We all talked for several minutes about the few small things she expected from me. Back in school by Wednesday, which the doctor was agreeable to as long as I took it easy, and how I would be allowed to cook hot dogs or mac and cheese for myself for dinner if dad wasn't home. I tried asking how long it would be before she was back home but the only answer I got was there was still a few last tests to be done before they were sure but to not worry.
I was all ready to try and press to find out what had happened and fully ready to get what I wanted when she pulled me close and held me tight. She was apologizing to me and telling me she never ever wanted me to be so scared or worried. "There are things kids should never have to see." She told me, "Watching your mom laying on the floor... I'm sorry Ben I really really am." She continued to tell me that more than anything she didn't want to see me hurt. I had been unable to bring up the subject or argument after that and in a few more minutes Dad suggested we leave and let her rest.
It seemed like no time at all before I was leaning against the doorway of my bedroom seeing two textbooks set out on my desk along with a small stack of papers. I would have missed the little butterfly card that said 'Here's your homework' if I hadn't stepped closer to see what exactly would be required. I dropped the card in the top drawer and closed it about the same time my Dad entered with a pitcher and a tall glass.

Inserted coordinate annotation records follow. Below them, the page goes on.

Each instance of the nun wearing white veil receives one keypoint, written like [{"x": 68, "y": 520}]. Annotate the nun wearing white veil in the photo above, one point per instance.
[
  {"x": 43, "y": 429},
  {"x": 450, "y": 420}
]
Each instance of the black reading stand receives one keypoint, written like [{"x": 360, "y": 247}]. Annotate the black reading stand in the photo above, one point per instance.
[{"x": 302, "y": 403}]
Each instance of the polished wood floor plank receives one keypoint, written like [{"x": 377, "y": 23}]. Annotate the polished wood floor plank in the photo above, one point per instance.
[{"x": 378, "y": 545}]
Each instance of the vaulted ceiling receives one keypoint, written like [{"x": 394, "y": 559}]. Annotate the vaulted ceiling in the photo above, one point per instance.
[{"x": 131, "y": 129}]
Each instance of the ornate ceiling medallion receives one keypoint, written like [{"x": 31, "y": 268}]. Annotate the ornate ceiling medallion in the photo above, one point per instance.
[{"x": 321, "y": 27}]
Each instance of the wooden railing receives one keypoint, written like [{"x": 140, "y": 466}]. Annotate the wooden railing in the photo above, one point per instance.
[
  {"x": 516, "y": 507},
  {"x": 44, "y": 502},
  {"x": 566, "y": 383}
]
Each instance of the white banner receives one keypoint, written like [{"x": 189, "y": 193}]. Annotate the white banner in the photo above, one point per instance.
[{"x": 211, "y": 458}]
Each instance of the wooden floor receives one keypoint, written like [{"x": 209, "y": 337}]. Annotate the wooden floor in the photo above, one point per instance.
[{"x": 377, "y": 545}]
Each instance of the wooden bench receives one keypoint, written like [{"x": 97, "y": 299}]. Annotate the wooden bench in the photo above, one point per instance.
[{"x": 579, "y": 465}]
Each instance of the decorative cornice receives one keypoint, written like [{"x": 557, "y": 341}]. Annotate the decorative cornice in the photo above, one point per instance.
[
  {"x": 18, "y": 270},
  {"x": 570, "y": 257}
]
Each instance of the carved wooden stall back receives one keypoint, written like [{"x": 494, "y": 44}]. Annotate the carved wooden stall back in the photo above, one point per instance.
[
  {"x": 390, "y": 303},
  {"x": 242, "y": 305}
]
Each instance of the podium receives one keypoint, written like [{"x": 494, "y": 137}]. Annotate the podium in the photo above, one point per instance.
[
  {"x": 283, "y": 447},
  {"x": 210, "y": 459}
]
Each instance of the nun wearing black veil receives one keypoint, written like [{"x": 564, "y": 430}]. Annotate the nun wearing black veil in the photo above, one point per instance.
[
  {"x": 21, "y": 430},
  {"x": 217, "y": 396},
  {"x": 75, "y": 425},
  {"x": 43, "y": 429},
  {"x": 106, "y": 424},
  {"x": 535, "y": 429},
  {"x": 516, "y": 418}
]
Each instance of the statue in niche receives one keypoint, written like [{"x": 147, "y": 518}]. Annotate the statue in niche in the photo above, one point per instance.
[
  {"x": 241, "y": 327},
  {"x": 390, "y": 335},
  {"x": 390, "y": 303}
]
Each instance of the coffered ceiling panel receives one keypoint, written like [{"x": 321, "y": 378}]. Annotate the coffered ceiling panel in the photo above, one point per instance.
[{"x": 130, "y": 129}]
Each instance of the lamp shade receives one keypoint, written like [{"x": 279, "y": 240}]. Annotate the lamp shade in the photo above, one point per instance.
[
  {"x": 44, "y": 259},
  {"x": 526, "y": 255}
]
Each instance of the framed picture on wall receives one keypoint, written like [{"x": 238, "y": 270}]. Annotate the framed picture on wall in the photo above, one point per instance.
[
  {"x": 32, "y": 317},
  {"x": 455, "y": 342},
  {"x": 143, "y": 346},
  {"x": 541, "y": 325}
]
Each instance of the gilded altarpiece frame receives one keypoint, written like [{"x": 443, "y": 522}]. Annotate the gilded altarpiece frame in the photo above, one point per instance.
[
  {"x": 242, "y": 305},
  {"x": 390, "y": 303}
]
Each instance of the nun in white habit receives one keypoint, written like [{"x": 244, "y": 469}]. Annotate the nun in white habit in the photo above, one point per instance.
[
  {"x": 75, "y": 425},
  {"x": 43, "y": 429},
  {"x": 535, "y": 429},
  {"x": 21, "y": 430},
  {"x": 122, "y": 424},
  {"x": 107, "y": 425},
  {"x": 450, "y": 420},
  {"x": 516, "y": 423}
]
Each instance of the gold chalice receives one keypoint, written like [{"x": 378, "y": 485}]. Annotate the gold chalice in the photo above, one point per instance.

Groaning I slowly sat down in the chair while he simply said, "Doctors orders. Although you may be in for a treat." Looking into the glass he was filling I could see red not the clear liquid. I reached out and drained the glass in one go. Cool, fruity and only just a touch of sugar. Certainly not as sweet as I would have made it but way better than the glass after glass of water I have been forced to drink yesterday and today. "Take it easy," he told me, "if you want you can watch television in the living room or relax but I don't want you going outside." He refilled the glass and set the pitcher on my desk far enough that it wouldn't endanger any of the papers I had to do. "You don't have to go back until Wednesday, but you do have to finish the week and next two weeks are testing weeks. I was told if you miss any more days you might have to restart the tier." I looked at him shocked there was no way anyone wanted to fail a tier. I was always brought up to believe you either started a specialized school at sixteen or got a job anything less looked really bad later in life. I had plans on a job since I really wasn't sure what kind of career I wanted. "Although," my father stated almost seeming to snicker, "if you really wanted to be in the same tier as Shelly there are easier ways to do it."
"DAD!!" It was a joke that had us both grinning something that felt really good as he reached out and ruffled my ears to my mock frown. I took several more sips of fruit juice before I set the cup down and began really checking on how much work was involved at my desk.